The future of personalised risk-stratified breast cancer screening

The concept of personalised risk-stratified breast screening recognises that standard age-guided mammography does not account for the variation between women in the risk of developing breast cancer. A more focused approach to screening could help to assign intensified schedules to high-risk individuals, thereby increasing the chance of improving outcomes with early treatment and sparing lower-risk individuals the risk of false-positive diagnoses and over-treatment.

A major hurdle in developing risk-stratified screening strategies is identifying individuals at high risk of developing breast cancer. Testing for rare variants, such as BRCA1/2 or PALB2 mutations, is increasingly accepted and models for acquiring this type of information are developing apace. However, many of the genetic testing tools available are cost- and resource-intensive and are not really suitable for use in the general-population setting. There is also the problem of how to identify and manage individuals with more moderate risk variants, such as CHEK2 mutations, or those with high polygenic risk. The technologies involved have not yet been used effectively at scale, mainly due to the complexities involved in interpretation of the data. Despite these challenges, I am confident that assessing individual risk will become technologically feasible on the scale required. This is supported by data from the European Union-funded randomised My Personalized Breast Screening (MyPeBS) trial (NCT03672331), which, along with the Canadian PERSPECTIVE I&I project (J Pers Med. 2021;11:511) and the US Women Informed to Screen Depending on Measures of Risk (WISDOM) study (NCT02620852), is investigating risk-stratified screening approaches.

At ESMO Breast Cancer 2022, results from over 16,000 women enrolled in MyPeBS indicate that real-time assessment of breast cancer risk – based on personal and familial variables and a polygenic risk score derived from saliva samples – is feasible (Abstract 135P). Genotyping was able to be carried out on the vast majority (97.5%) of DNA extractions. This study is a huge undertaking and the demonstration of feasibility is a very important first step, although it remains to be seen if this is something that can be performed outside the context of a study, with all the implied resource considerations. With an estimated enrolment of 85,000 patients and a completion date of 2025, there is some time to wait to find out if risk-adapted screening reduces the incidence rate of breast cancer stage 2 or higher compared with the standard approach.

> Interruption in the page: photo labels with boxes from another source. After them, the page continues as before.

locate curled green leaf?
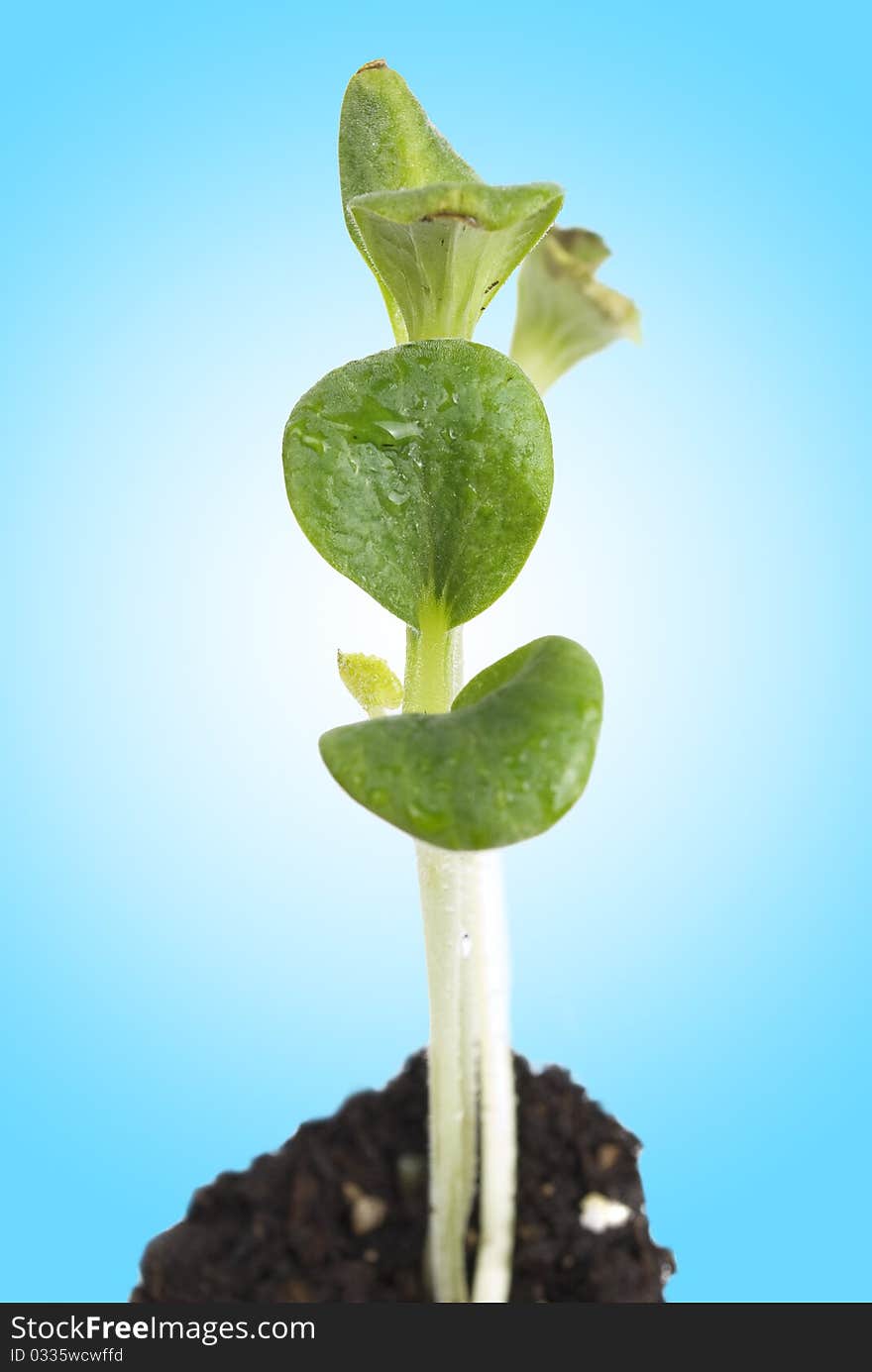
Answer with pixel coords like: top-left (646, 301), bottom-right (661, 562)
top-left (511, 228), bottom-right (640, 393)
top-left (339, 61), bottom-right (478, 343)
top-left (337, 653), bottom-right (402, 719)
top-left (282, 339), bottom-right (553, 628)
top-left (348, 181), bottom-right (563, 339)
top-left (320, 637), bottom-right (602, 851)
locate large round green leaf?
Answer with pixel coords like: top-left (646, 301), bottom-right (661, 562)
top-left (320, 638), bottom-right (602, 849)
top-left (282, 339), bottom-right (553, 628)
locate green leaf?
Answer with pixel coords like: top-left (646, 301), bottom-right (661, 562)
top-left (320, 638), bottom-right (602, 851)
top-left (339, 61), bottom-right (478, 343)
top-left (348, 181), bottom-right (563, 339)
top-left (282, 339), bottom-right (553, 628)
top-left (337, 653), bottom-right (402, 719)
top-left (511, 228), bottom-right (640, 393)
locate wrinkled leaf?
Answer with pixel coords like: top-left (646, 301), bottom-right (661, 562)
top-left (511, 228), bottom-right (640, 393)
top-left (348, 181), bottom-right (563, 339)
top-left (337, 653), bottom-right (402, 719)
top-left (320, 638), bottom-right (602, 851)
top-left (339, 61), bottom-right (478, 343)
top-left (282, 339), bottom-right (552, 628)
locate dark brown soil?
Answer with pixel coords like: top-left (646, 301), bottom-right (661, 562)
top-left (132, 1054), bottom-right (674, 1304)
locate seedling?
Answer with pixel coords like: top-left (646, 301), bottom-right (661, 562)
top-left (282, 61), bottom-right (638, 1302)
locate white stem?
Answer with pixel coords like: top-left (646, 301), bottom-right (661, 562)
top-left (470, 852), bottom-right (517, 1302)
top-left (415, 842), bottom-right (475, 1302)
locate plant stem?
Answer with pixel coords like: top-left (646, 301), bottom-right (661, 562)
top-left (403, 610), bottom-right (516, 1302)
top-left (402, 610), bottom-right (477, 1302)
top-left (470, 852), bottom-right (517, 1302)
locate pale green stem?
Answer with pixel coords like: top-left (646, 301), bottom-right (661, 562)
top-left (403, 612), bottom-right (477, 1302)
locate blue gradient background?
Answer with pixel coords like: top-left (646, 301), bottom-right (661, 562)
top-left (0, 0), bottom-right (872, 1302)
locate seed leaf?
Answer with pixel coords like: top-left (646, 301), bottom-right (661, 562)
top-left (348, 181), bottom-right (563, 339)
top-left (511, 228), bottom-right (640, 393)
top-left (320, 637), bottom-right (602, 851)
top-left (339, 61), bottom-right (478, 343)
top-left (282, 339), bottom-right (553, 628)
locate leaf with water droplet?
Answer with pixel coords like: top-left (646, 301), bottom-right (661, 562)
top-left (282, 339), bottom-right (553, 628)
top-left (511, 228), bottom-right (640, 392)
top-left (320, 637), bottom-right (602, 851)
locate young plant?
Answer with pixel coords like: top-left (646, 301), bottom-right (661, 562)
top-left (282, 61), bottom-right (637, 1302)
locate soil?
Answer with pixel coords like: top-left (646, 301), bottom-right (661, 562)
top-left (131, 1054), bottom-right (674, 1304)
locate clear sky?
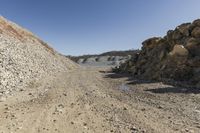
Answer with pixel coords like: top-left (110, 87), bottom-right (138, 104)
top-left (0, 0), bottom-right (200, 55)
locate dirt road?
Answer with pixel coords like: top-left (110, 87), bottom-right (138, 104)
top-left (0, 67), bottom-right (200, 133)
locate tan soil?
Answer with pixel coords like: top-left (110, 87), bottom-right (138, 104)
top-left (0, 67), bottom-right (200, 133)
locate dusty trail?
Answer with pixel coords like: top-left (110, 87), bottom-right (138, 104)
top-left (0, 67), bottom-right (200, 133)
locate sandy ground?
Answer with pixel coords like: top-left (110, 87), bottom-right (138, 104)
top-left (0, 67), bottom-right (200, 133)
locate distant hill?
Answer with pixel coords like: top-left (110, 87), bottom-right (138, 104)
top-left (67, 50), bottom-right (139, 62)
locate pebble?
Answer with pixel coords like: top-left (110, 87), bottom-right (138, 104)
top-left (0, 96), bottom-right (6, 102)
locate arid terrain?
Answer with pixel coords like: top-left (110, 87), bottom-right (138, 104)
top-left (0, 67), bottom-right (200, 133)
top-left (0, 17), bottom-right (200, 133)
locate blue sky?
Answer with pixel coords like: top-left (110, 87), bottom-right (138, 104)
top-left (0, 0), bottom-right (200, 55)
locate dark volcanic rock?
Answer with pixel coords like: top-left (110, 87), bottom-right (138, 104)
top-left (117, 20), bottom-right (200, 87)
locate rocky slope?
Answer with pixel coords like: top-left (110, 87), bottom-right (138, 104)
top-left (0, 17), bottom-right (76, 94)
top-left (118, 19), bottom-right (200, 87)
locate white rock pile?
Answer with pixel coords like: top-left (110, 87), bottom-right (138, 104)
top-left (0, 17), bottom-right (76, 94)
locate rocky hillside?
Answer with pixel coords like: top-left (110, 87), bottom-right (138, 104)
top-left (0, 17), bottom-right (76, 94)
top-left (117, 19), bottom-right (200, 87)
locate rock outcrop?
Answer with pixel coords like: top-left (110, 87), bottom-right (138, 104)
top-left (116, 19), bottom-right (200, 87)
top-left (0, 17), bottom-right (77, 93)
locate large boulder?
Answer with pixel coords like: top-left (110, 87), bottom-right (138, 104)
top-left (118, 19), bottom-right (200, 87)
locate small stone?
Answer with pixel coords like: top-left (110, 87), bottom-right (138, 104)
top-left (0, 96), bottom-right (6, 102)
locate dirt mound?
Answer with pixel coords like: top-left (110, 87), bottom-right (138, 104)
top-left (118, 19), bottom-right (200, 87)
top-left (0, 17), bottom-right (76, 93)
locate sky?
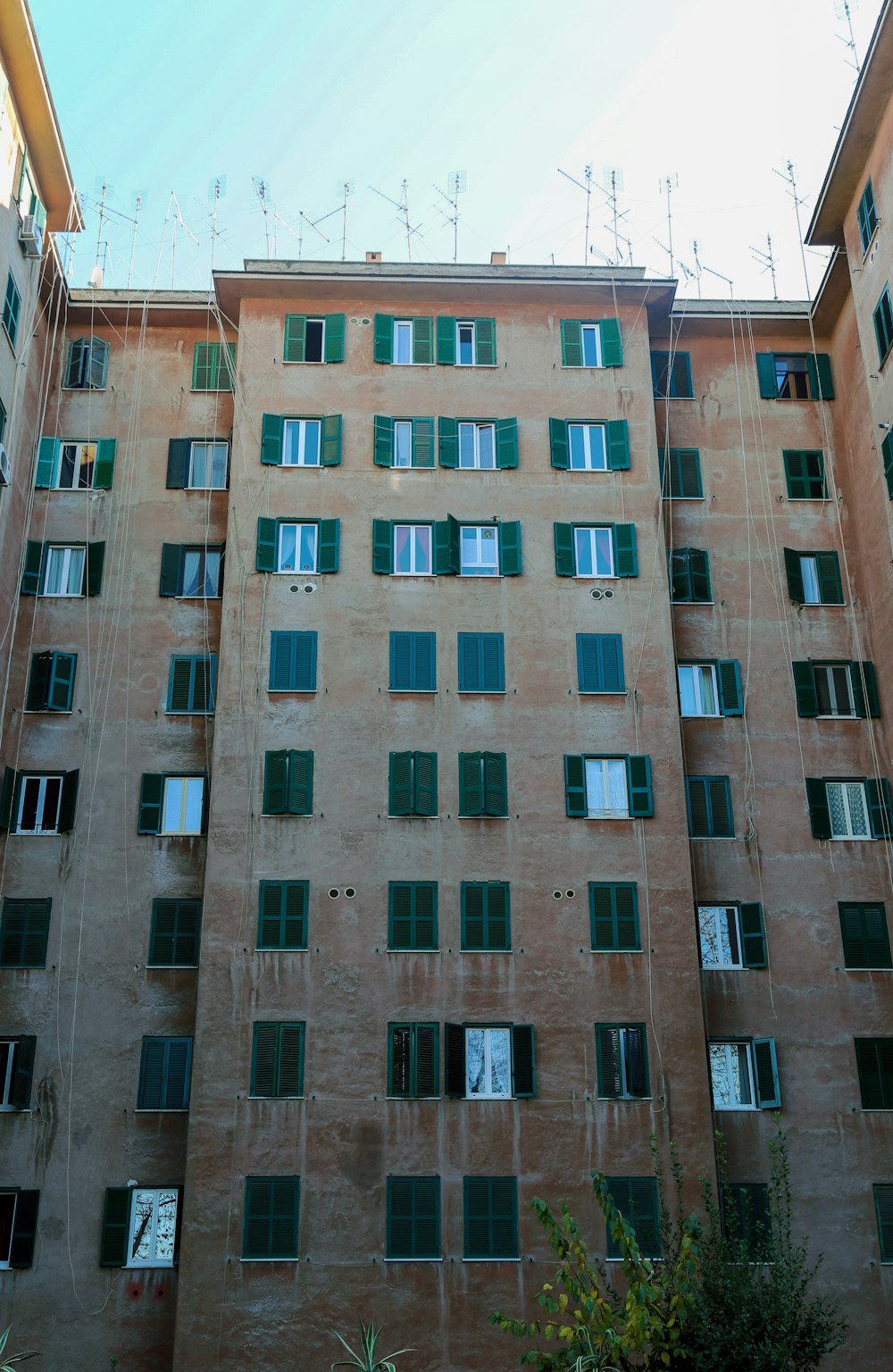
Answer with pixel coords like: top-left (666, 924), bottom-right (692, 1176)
top-left (30, 0), bottom-right (882, 299)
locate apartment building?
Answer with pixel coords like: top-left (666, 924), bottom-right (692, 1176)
top-left (0, 5), bottom-right (893, 1372)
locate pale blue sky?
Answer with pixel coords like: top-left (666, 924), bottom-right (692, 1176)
top-left (30, 0), bottom-right (880, 297)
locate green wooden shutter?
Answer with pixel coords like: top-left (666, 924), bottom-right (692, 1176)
top-left (757, 353), bottom-right (778, 401)
top-left (371, 519), bottom-right (394, 576)
top-left (321, 414), bottom-right (341, 466)
top-left (598, 318), bottom-right (622, 366)
top-left (474, 320), bottom-right (497, 366)
top-left (324, 314), bottom-right (345, 363)
top-left (805, 776), bottom-right (831, 838)
top-left (738, 900), bottom-right (768, 967)
top-left (317, 519), bottom-right (341, 573)
top-left (99, 1187), bottom-right (133, 1267)
top-left (438, 414), bottom-right (460, 466)
top-left (436, 314), bottom-right (455, 366)
top-left (261, 414), bottom-right (286, 466)
top-left (371, 314), bottom-right (394, 363)
top-left (548, 414), bottom-right (571, 469)
top-left (254, 514), bottom-right (279, 573)
top-left (158, 543), bottom-right (182, 596)
top-left (612, 524), bottom-right (639, 576)
top-left (34, 438), bottom-right (59, 489)
top-left (282, 314), bottom-right (307, 363)
top-left (499, 520), bottom-right (522, 576)
top-left (753, 1039), bottom-right (782, 1110)
top-left (93, 438), bottom-right (118, 491)
top-left (371, 411), bottom-right (394, 466)
top-left (497, 420), bottom-right (517, 468)
top-left (627, 756), bottom-right (655, 819)
top-left (605, 416), bottom-right (630, 472)
top-left (563, 753), bottom-right (586, 819)
top-left (716, 657), bottom-right (744, 715)
top-left (791, 661), bottom-right (819, 719)
top-left (555, 320), bottom-right (583, 367)
top-left (555, 524), bottom-right (576, 576)
top-left (413, 314), bottom-right (433, 366)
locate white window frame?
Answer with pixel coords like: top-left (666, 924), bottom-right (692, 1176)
top-left (583, 756), bottom-right (630, 819)
top-left (572, 524), bottom-right (617, 581)
top-left (460, 524), bottom-right (502, 576)
top-left (708, 1039), bottom-right (760, 1110)
top-left (125, 1187), bottom-right (179, 1269)
top-left (698, 904), bottom-right (745, 971)
top-left (568, 422), bottom-right (607, 472)
top-left (463, 1025), bottom-right (513, 1100)
top-left (159, 773), bottom-right (204, 837)
top-left (187, 438), bottom-right (230, 491)
top-left (676, 663), bottom-right (722, 719)
top-left (392, 523), bottom-right (433, 576)
top-left (276, 520), bottom-right (320, 576)
top-left (824, 781), bottom-right (872, 841)
top-left (282, 418), bottom-right (322, 466)
top-left (40, 543), bottom-right (87, 599)
top-left (15, 773), bottom-right (64, 837)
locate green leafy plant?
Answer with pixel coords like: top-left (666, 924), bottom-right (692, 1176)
top-left (330, 1320), bottom-right (415, 1372)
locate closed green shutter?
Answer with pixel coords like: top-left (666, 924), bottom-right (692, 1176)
top-left (371, 314), bottom-right (394, 363)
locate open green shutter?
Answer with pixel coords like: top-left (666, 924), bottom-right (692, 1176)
top-left (499, 520), bottom-right (522, 576)
top-left (563, 753), bottom-right (586, 819)
top-left (605, 420), bottom-right (630, 472)
top-left (438, 414), bottom-right (460, 466)
top-left (93, 438), bottom-right (118, 491)
top-left (497, 420), bottom-right (517, 468)
top-left (261, 414), bottom-right (286, 466)
top-left (254, 514), bottom-right (277, 573)
top-left (371, 411), bottom-right (394, 466)
top-left (371, 314), bottom-right (394, 363)
top-left (436, 314), bottom-right (455, 366)
top-left (598, 318), bottom-right (622, 366)
top-left (34, 438), bottom-right (59, 489)
top-left (738, 900), bottom-right (767, 967)
top-left (548, 414), bottom-right (571, 472)
top-left (790, 661), bottom-right (819, 719)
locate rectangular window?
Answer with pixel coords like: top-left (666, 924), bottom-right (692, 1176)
top-left (25, 653), bottom-right (79, 714)
top-left (386, 1177), bottom-right (440, 1261)
top-left (463, 1177), bottom-right (519, 1261)
top-left (251, 1022), bottom-right (305, 1098)
top-left (596, 1025), bottom-right (652, 1100)
top-left (461, 881), bottom-right (512, 952)
top-left (192, 343), bottom-right (236, 391)
top-left (241, 1177), bottom-right (300, 1261)
top-left (388, 632), bottom-right (438, 691)
top-left (588, 881), bottom-right (642, 952)
top-left (388, 1024), bottom-right (440, 1099)
top-left (167, 653), bottom-right (217, 715)
top-left (136, 1039), bottom-right (192, 1110)
top-left (686, 776), bottom-right (735, 838)
top-left (258, 881), bottom-right (310, 952)
top-left (837, 900), bottom-right (893, 970)
top-left (388, 881), bottom-right (438, 952)
top-left (388, 752), bottom-right (438, 819)
top-left (148, 899), bottom-right (202, 967)
top-left (698, 901), bottom-right (767, 970)
top-left (0, 898), bottom-right (52, 967)
top-left (605, 1177), bottom-right (661, 1259)
top-left (708, 1039), bottom-right (780, 1110)
top-left (460, 753), bottom-right (509, 817)
top-left (3, 272), bottom-right (22, 348)
top-left (576, 634), bottom-right (625, 696)
top-left (269, 628), bottom-right (317, 691)
top-left (782, 448), bottom-right (829, 501)
top-left (263, 748), bottom-right (313, 815)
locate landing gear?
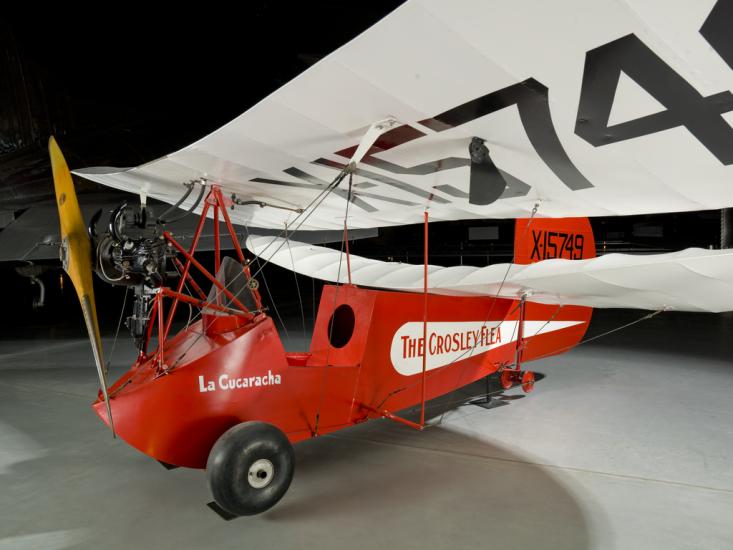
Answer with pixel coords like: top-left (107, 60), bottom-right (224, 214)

There is evidence that more intensive screening for even moderate-risk individuals will be effective in reducing mortality. In a recently published modelling analysis I was involved in, as part of the Breast Working Group of the Cancer Intervention and Surveillance Modeling Network (CISNET), combining annual mammography with annual magnetic resonance imaging (MRI) in individuals with pathogenic variants in ATM, CHEK2, or PALB2 was estimated to reduce breast cancer death rates by around 20 percentage points compared with mammography alone (JAMA Oncol. 2022;8:587–596). The introduction of technologies like MRI increases the sensitivity of screening for some patients. However, it also comes at a financial cost and is likely to generate more false positive results and biopsies. Nevertheless, the idea of directing the use of such tools to higher-risk patients is appealing in terms of the gain in life-years.

Moving forward, one of the biggest challenges for risk-stratified screening will be deciding what level of risk warrants what type of screening. Value considerations are likely to influence the defining of cut-offs and this is bound to provoke considerable debate.